I left my screening of The Texas Chainsaw Massacre: The Beginning exactly as I’d entered it. I’d sat through 84 minutes of screaming and blood and ugliness and I thought how pointless this film was. The original remake from 2003 was bad enough, but at least it had a few scares and some creepy moments. The Beginning feels emptier than the remake, simply an excuse to make another Texas Chainsaw movie sandwiched into the facts of the 2003 version.

In a situation like this, even 30 years later, this film will be compared to the original, even to the three sequels to the original. The family and murders in The Beginning feel smaller than those in all the others. Even in the 2003 remake, the scope wasn’t so horribly limited. The idea of a family of murderers that have been killing for years, even decades, is a much more frightening idea than what’s portrayed here, a small family taking one step too far into psychosis. Perhaps unsurprisingly, the depiction of Leatherface in this film is also much less complex than seen previously. Here, he’s more pure evil as opposed to damaged psychotic.

There are some wasted actors in The Beginning, as well. Lee Tergesen is usually very strong but he’s lost here in a bit part as a biker and R. Lee Ermey seems to resort to wild-eyed bellowing in lieu of an actual performance.

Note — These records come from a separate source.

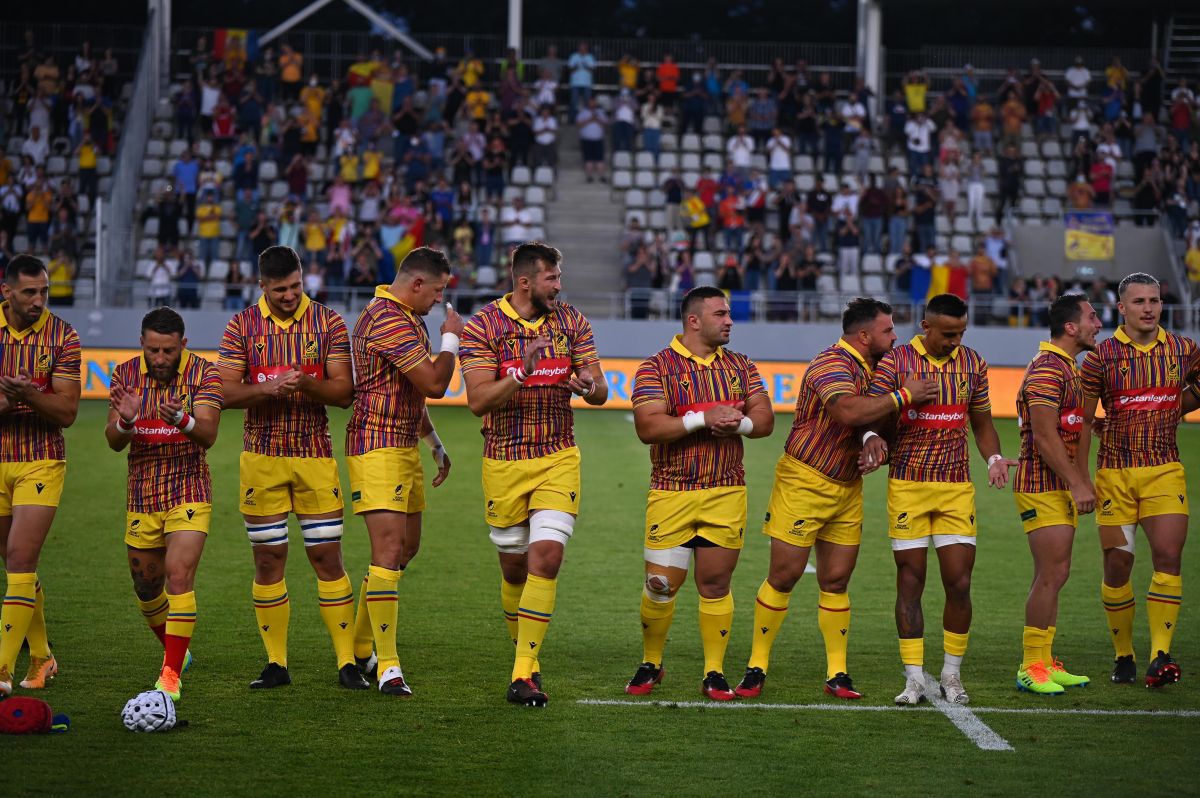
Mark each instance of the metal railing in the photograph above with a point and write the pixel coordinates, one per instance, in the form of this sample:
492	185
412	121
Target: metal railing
118	246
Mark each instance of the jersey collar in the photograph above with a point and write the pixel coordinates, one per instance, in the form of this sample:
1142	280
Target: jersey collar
856	353
1045	346
36	327
1120	335
185	357
683	352
505	305
918	343
285	323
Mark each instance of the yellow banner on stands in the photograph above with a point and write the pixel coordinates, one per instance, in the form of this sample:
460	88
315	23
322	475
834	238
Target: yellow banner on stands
781	381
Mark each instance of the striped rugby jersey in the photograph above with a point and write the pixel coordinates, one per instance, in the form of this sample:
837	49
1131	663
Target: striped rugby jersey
167	468
47	351
389	340
931	439
538	420
1140	389
1050	381
816	439
262	347
688	383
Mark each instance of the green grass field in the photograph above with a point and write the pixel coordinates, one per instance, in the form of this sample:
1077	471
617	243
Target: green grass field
457	735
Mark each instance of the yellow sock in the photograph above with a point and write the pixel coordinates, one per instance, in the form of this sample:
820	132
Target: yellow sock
1033	646
39	642
533	617
833	618
19	600
1163	610
912	651
954	643
715	621
155	612
769	610
336	601
1119	606
657	618
510	601
364	641
274	611
383	604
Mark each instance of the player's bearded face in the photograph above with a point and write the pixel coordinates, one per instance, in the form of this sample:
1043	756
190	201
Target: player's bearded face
943	334
1141	307
162	353
544	288
283	295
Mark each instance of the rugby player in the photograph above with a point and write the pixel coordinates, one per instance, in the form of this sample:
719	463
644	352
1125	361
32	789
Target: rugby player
165	405
930	496
1145	379
394	373
817	496
522	359
693	403
1051	486
39	397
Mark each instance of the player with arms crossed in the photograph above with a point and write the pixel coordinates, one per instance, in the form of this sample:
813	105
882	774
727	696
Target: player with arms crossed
693	403
1051	486
930	496
817	496
394	373
1141	376
522	358
165	405
39	397
283	359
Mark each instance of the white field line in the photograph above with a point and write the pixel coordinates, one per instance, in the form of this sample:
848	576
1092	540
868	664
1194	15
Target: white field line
858	707
965	720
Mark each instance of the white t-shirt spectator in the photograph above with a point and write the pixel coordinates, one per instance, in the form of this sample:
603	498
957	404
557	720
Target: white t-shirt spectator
919	135
591	124
1078	77
545	130
515	223
36	150
739	149
209	97
779	149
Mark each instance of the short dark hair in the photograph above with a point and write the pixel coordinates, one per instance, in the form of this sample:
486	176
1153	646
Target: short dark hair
1066	310
862	311
1135	279
527	257
696	297
23	264
946	305
426	262
277	262
163	321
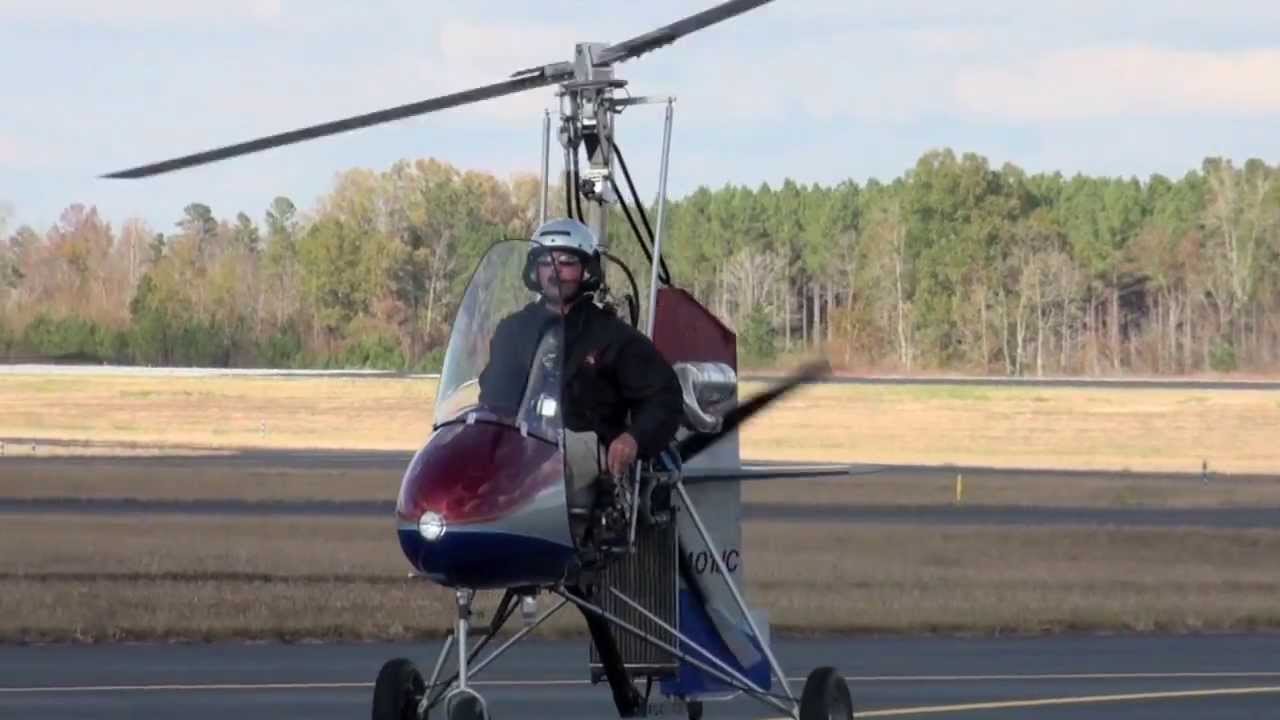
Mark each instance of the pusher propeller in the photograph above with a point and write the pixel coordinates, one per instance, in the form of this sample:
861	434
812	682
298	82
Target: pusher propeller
695	443
519	82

The Texas Chainsaw Masscare: The Beginning had the potential to do something interesting or groundbreaking but the film ended up recycling old concepts and taking the easy route of gore without substance. Sure, the 1974 Texas Chain Saw Massacre was ugly and brutal and nihilistic, but this prequel of a remake is so far removed from the original that it’s barely recognisable. This is a copy of a copy of a copy, an empty shell of a movie, contrived and mercenary and pointless.